Much of the oil is then sold internally, to the Syrian and Iraqi residents of Islamic State-occupied territories.

“People have lots of cars,” said Long. “Iraq is just like every modern country, but in some sense is more dependent on it. You need trucks to move food around—without gasoline, the economy grinds to a halt.”

The rest of the oil is smuggled out and sold abroad and, surprisingly, some of the buyers include governments that are fighting Islamic State—such as Syria and Turkey.

“That’s a pretty typical feature of Arab warfare,” said Smith. “People make all sorts of deals with all sorts of different people.”

Determining who exactly is bypassing sanctions and buying oil from Islamic State sources—or even exactly how much of it is being bought—is difficult to determine. The oil is sold on the black market and transported by smugglers to refineries located mostly in Turkey.

“The oil could be going across the border in Turkey, and the Turks maybe aren’t asking too many question about who it comes from, hypothetically, because of course it won’t be necessarily somebody waving the Islamic State flag that drives the tanker truck across the border,” Long said.

Once the crude oil gets to a participating refinery, it is mixed with crude from other sources, making the final product even harder to trace. Just as difficult to track are the proceeds, mostly in cash, which make their way into the hands of middlemen, smugglers, and corrupt politicians as kickbacks.

What makes this oil attractive to even those at war with Islamic State are the vastly discounted prices offered. According to a recent estimate by BBC News, Islamic State exports about 9,000 barrels of oil per day at prices ranging from about $25-$45 a barrel—a significant discount from the current international price of around $100 per barrel. With prices so low, both Islamic State and its enemies win from the transaction.
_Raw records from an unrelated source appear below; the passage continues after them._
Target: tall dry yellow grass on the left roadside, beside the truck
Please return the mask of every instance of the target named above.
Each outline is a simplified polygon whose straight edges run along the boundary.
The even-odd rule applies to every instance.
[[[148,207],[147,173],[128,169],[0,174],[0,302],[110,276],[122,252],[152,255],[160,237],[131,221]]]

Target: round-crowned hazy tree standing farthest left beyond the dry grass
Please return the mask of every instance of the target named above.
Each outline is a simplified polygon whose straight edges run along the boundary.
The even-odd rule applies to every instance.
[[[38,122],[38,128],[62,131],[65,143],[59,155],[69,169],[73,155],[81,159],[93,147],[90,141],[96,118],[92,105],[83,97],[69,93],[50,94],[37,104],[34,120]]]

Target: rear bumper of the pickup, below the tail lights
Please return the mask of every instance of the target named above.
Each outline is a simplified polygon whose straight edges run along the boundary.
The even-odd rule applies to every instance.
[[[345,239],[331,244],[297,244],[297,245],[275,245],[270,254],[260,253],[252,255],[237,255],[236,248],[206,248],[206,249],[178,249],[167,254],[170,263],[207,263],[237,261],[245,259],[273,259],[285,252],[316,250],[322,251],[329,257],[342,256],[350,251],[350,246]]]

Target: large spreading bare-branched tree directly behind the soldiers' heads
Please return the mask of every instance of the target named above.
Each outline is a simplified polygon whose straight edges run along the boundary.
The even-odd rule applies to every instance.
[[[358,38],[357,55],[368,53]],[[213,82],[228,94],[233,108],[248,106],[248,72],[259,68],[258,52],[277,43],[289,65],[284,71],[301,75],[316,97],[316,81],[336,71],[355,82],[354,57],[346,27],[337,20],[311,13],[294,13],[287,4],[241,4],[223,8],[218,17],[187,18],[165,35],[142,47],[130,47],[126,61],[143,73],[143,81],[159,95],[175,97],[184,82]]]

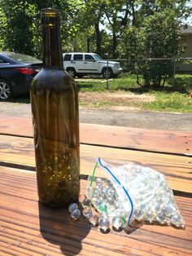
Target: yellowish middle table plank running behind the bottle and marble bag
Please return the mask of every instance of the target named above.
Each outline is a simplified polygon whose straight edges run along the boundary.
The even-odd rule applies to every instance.
[[[123,165],[133,161],[143,166],[150,166],[166,175],[172,189],[192,192],[191,157],[81,144],[81,174],[92,174],[94,157],[102,157],[104,161],[113,165]],[[8,165],[35,167],[33,139],[0,135],[0,161]],[[103,176],[99,169],[97,174]]]

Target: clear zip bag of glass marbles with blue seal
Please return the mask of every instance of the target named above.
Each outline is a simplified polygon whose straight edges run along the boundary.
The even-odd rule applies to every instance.
[[[105,178],[97,177],[98,168]],[[124,228],[133,221],[185,227],[164,174],[150,167],[111,166],[98,158],[88,182],[87,196],[95,210],[109,220],[121,219]]]

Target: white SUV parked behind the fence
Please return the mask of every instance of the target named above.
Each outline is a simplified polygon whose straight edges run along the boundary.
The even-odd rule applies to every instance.
[[[63,65],[72,77],[83,77],[87,74],[103,75],[104,78],[117,77],[122,71],[120,63],[103,60],[95,53],[68,52],[63,53]]]

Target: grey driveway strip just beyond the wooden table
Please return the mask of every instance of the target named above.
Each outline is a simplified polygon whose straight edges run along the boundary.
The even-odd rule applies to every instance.
[[[5,115],[32,117],[30,104],[0,102],[0,110]],[[128,108],[80,108],[80,121],[110,126],[192,132],[192,113],[159,113]]]

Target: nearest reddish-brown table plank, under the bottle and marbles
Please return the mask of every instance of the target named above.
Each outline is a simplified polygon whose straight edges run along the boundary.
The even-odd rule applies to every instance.
[[[185,230],[142,225],[103,234],[68,210],[38,204],[36,174],[0,167],[0,255],[191,255],[192,199],[176,196]],[[2,186],[3,185],[3,186]],[[85,192],[81,181],[81,193]]]

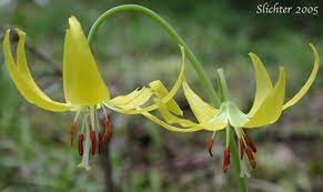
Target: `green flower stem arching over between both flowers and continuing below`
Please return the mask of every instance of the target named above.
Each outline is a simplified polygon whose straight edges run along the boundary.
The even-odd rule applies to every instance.
[[[88,41],[89,43],[91,43],[93,41],[94,34],[97,33],[99,27],[111,16],[117,14],[119,12],[128,12],[128,11],[134,11],[134,12],[140,12],[143,13],[145,16],[148,16],[149,18],[153,19],[160,27],[162,27],[165,32],[171,36],[172,40],[184,47],[186,55],[189,58],[189,60],[191,61],[191,64],[193,65],[193,68],[195,69],[208,95],[209,99],[211,100],[211,102],[213,103],[213,105],[219,107],[220,105],[220,101],[219,98],[216,95],[215,90],[212,87],[211,80],[208,78],[205,71],[202,68],[202,64],[199,62],[199,60],[196,59],[196,57],[193,54],[193,52],[191,51],[191,49],[188,47],[188,44],[184,42],[184,40],[176,33],[176,31],[164,20],[162,19],[159,14],[157,14],[155,12],[153,12],[152,10],[144,8],[142,6],[138,6],[138,4],[123,4],[123,6],[119,6],[115,8],[112,8],[108,11],[105,11],[104,13],[102,13],[97,21],[93,23],[93,26],[90,29],[89,36],[88,36]],[[239,181],[239,189],[241,192],[246,192],[246,185],[245,185],[245,180],[243,178],[240,178],[240,162],[239,162],[239,155],[238,155],[238,149],[233,139],[233,135],[231,134],[231,151],[232,151],[232,158],[233,158],[233,168],[234,168],[234,175]]]

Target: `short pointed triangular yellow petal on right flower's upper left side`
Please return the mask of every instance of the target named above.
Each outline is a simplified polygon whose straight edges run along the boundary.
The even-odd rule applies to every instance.
[[[204,102],[196,93],[194,93],[185,80],[183,81],[183,90],[191,110],[199,122],[208,122],[219,113],[215,108]]]

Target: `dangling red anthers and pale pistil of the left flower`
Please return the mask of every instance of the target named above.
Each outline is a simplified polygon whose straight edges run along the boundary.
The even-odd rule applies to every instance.
[[[98,110],[102,109],[104,120],[100,123]],[[81,129],[78,130],[80,120]],[[71,145],[78,133],[78,151],[82,156],[79,168],[90,170],[90,154],[95,155],[102,152],[103,143],[108,142],[112,134],[112,123],[103,105],[82,107],[77,111],[75,119],[71,124]]]

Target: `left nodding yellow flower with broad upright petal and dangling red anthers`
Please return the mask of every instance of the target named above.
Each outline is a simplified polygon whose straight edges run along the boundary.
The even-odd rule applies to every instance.
[[[102,142],[107,142],[111,137],[111,121],[107,115],[107,109],[124,114],[144,114],[152,121],[155,117],[150,111],[158,109],[160,104],[168,105],[168,110],[178,115],[183,113],[172,99],[184,79],[185,55],[182,47],[180,47],[182,52],[181,72],[170,91],[161,81],[157,80],[151,82],[150,87],[135,89],[129,94],[111,99],[81,24],[77,18],[71,17],[64,39],[63,91],[65,102],[63,103],[53,101],[37,85],[26,58],[26,33],[19,29],[16,29],[16,32],[19,36],[16,60],[10,48],[10,29],[7,30],[3,40],[4,62],[10,77],[19,92],[30,103],[54,112],[75,112],[74,121],[71,124],[71,144],[78,134],[79,154],[82,155],[80,168],[89,170],[90,154],[100,153]],[[149,104],[149,101],[154,98],[158,99],[159,104],[154,102]],[[101,128],[99,123],[99,110],[104,113],[104,128]]]

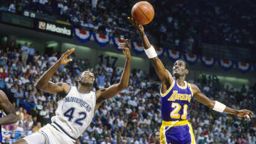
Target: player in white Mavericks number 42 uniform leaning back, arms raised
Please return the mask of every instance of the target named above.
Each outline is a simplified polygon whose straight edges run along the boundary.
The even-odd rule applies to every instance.
[[[51,118],[52,123],[43,126],[38,133],[33,133],[18,140],[16,144],[75,143],[75,140],[90,125],[92,117],[100,104],[106,99],[114,97],[128,86],[131,64],[130,42],[125,40],[125,43],[119,46],[126,57],[122,77],[119,83],[113,84],[107,89],[100,89],[97,92],[92,92],[95,76],[88,71],[82,72],[78,77],[78,87],[70,87],[70,85],[62,82],[57,84],[50,82],[50,77],[53,76],[60,65],[72,61],[72,59],[68,59],[68,56],[75,49],[66,51],[58,62],[50,67],[36,83],[36,87],[44,92],[65,95],[63,99],[58,101],[58,109],[55,111],[56,116]]]

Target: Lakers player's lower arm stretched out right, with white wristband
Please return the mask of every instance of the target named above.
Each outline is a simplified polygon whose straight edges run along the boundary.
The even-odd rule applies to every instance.
[[[228,106],[225,106],[224,104],[221,104],[219,101],[210,100],[207,96],[205,96],[204,94],[201,93],[200,89],[195,84],[191,84],[191,88],[193,90],[193,97],[195,97],[196,100],[198,100],[202,104],[208,106],[210,109],[219,111],[221,113],[222,112],[230,113],[235,116],[247,118],[249,120],[253,116],[252,111],[249,111],[247,109],[236,110],[236,109],[232,109]]]

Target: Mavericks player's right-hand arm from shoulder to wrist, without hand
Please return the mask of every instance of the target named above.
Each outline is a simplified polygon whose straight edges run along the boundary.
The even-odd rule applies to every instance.
[[[122,72],[122,77],[119,83],[113,84],[107,89],[100,89],[96,92],[96,96],[97,96],[96,109],[100,106],[100,104],[102,104],[103,101],[114,97],[116,94],[118,94],[119,92],[122,92],[123,89],[126,89],[128,87],[130,69],[131,69],[131,59],[127,58],[124,65],[124,70]]]

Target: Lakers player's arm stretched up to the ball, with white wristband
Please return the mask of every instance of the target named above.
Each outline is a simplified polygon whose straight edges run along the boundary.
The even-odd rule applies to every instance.
[[[159,57],[157,57],[156,51],[154,50],[154,47],[149,43],[149,39],[146,37],[146,34],[144,33],[144,28],[141,24],[137,23],[133,18],[128,17],[128,20],[132,25],[137,28],[137,31],[139,31],[139,35],[142,38],[142,43],[145,48],[146,55],[149,57],[149,60],[154,65],[154,68],[156,70],[156,74],[159,76],[162,82],[169,82],[173,79],[171,78],[171,74],[165,69],[164,64],[161,62]],[[171,86],[171,84],[168,84]]]

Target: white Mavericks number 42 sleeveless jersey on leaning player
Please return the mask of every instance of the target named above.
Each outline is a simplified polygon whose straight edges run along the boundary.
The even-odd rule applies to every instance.
[[[60,132],[76,140],[90,125],[96,106],[96,94],[83,94],[77,87],[70,87],[67,96],[58,101],[56,116],[51,118],[52,124]]]

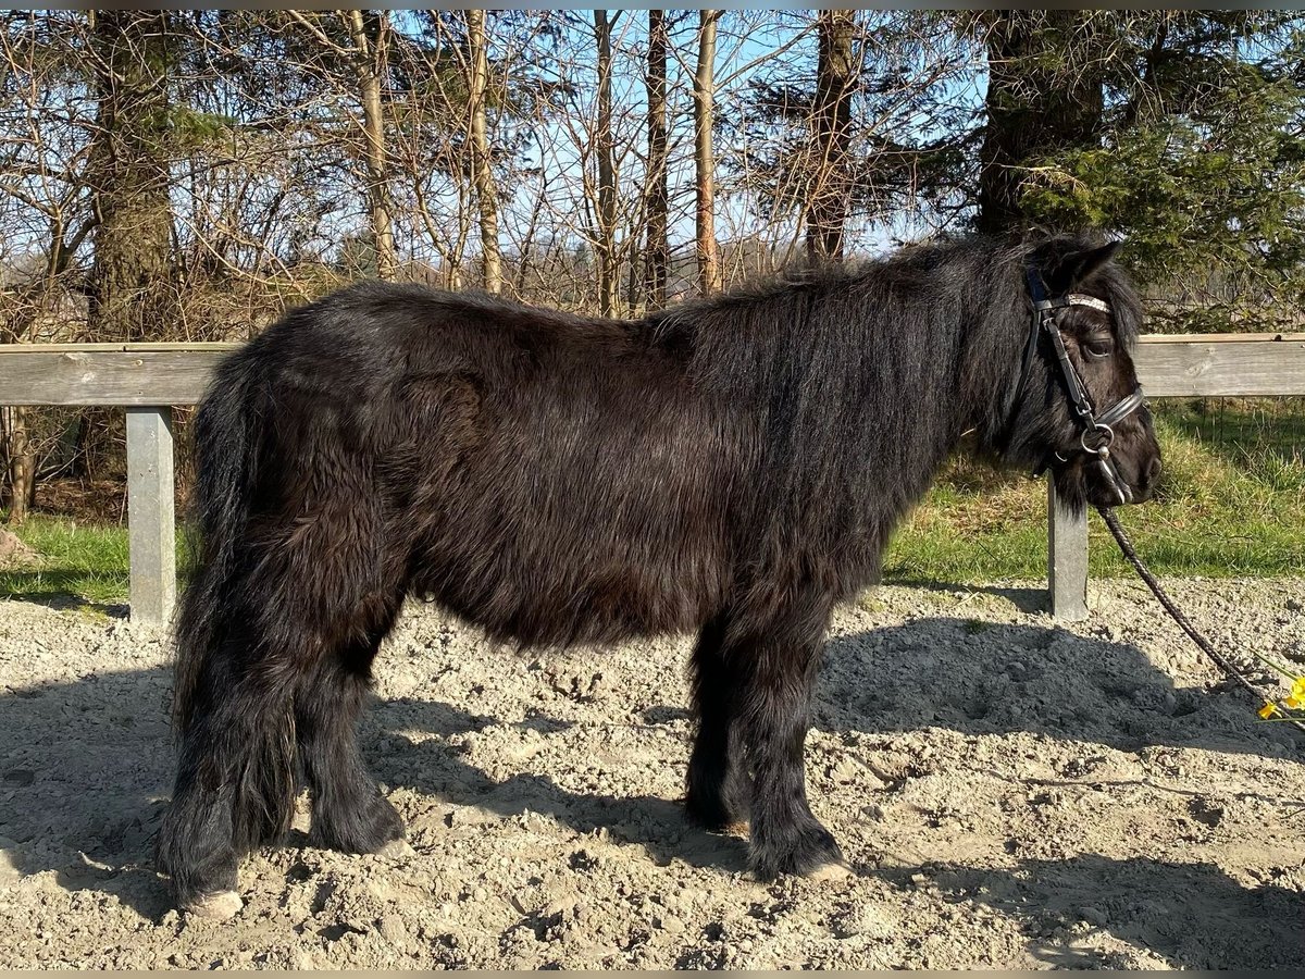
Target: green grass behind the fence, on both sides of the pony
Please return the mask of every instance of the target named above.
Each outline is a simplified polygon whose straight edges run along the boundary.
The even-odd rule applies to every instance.
[[[1160,499],[1122,510],[1158,574],[1305,574],[1305,399],[1160,402],[1165,458]],[[898,530],[883,578],[981,583],[1047,573],[1043,480],[953,459]],[[1129,577],[1105,527],[1090,520],[1096,577]],[[39,553],[0,570],[0,595],[127,600],[127,530],[31,517],[18,536]],[[185,567],[179,542],[177,567]]]

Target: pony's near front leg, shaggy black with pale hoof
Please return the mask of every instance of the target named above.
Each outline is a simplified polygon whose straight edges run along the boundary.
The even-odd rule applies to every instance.
[[[806,801],[803,745],[829,625],[818,597],[763,621],[735,621],[726,657],[739,677],[735,731],[752,768],[749,862],[761,880],[780,873],[840,876],[843,854]]]

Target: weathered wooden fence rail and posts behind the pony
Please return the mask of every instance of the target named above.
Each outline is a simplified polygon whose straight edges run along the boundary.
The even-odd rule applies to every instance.
[[[176,593],[172,412],[204,394],[232,343],[0,345],[0,405],[127,409],[132,617],[163,623]],[[1138,377],[1151,398],[1305,394],[1305,334],[1143,337]],[[1048,483],[1052,614],[1087,616],[1087,516]]]

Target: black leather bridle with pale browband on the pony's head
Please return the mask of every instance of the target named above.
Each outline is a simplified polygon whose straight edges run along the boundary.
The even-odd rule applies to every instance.
[[[1065,339],[1061,337],[1060,325],[1056,322],[1060,311],[1067,309],[1071,305],[1086,305],[1103,313],[1109,313],[1111,307],[1095,296],[1081,295],[1078,292],[1064,292],[1054,299],[1048,299],[1041,273],[1032,265],[1024,272],[1028,279],[1028,295],[1034,303],[1034,326],[1028,333],[1028,343],[1024,347],[1024,362],[1019,371],[1019,384],[1015,386],[1010,418],[1014,418],[1014,411],[1019,410],[1019,398],[1023,396],[1024,385],[1028,382],[1028,372],[1032,368],[1034,358],[1037,355],[1040,339],[1045,334],[1051,339],[1052,351],[1056,354],[1056,363],[1060,365],[1061,380],[1065,382],[1065,393],[1069,396],[1074,415],[1078,419],[1081,428],[1078,444],[1083,453],[1096,457],[1096,465],[1100,467],[1107,483],[1114,489],[1118,501],[1126,504],[1133,499],[1133,491],[1120,476],[1120,471],[1114,467],[1113,459],[1111,459],[1111,445],[1114,443],[1114,426],[1142,407],[1142,385],[1138,385],[1131,394],[1121,398],[1101,414],[1096,414],[1083,379],[1069,359],[1069,351],[1065,350]],[[1069,462],[1069,457],[1058,452],[1049,453],[1034,475],[1040,475],[1057,462]]]

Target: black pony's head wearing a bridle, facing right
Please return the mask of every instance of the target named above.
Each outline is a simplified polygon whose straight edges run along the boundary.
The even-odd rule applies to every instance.
[[[1002,457],[1049,469],[1071,509],[1142,503],[1160,475],[1131,356],[1141,303],[1116,248],[1058,238],[1024,255],[1028,333]]]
Islamic State’s second major source of funding comes directly from the population it controls, coming in forms such as religiously mandated tithing called “zakat,” tributes from religious minorities who remain in Islamic state-controlled territory, bank robbery, and mob-style protection rackets.

“So you go to a business and you’re like, ’Oh, it would be a shame if something terrible happened to this nice business,’” Long said.

Yet another, more sinister Islamic State fundraising strategy—kidnapping Westerners—has been at the forefront of the public consciousness since the beheadings of American journalists James Foley and Steven Sotloff. Opponents of paying the ransoms demanded by groups like Islamic State say that doing so incentivizes those groups to continue kidnapping. Official U.S. policy is not to pay ransoms to terrorist organizations in return for hostages.

Before video of his beheading was released Tuesday, Sotloff was one of four Americans currently being held by Islamic State. Experts believe ransoms make up the smallest part of the terror group’s budget.

“There are lots of uses for [captives] and in the worst-case scenario, you can use them for propaganda,” Long said. “That’s why I think it’s not something they (Islamic State) necessarily count on, but it’s a nice bonus.”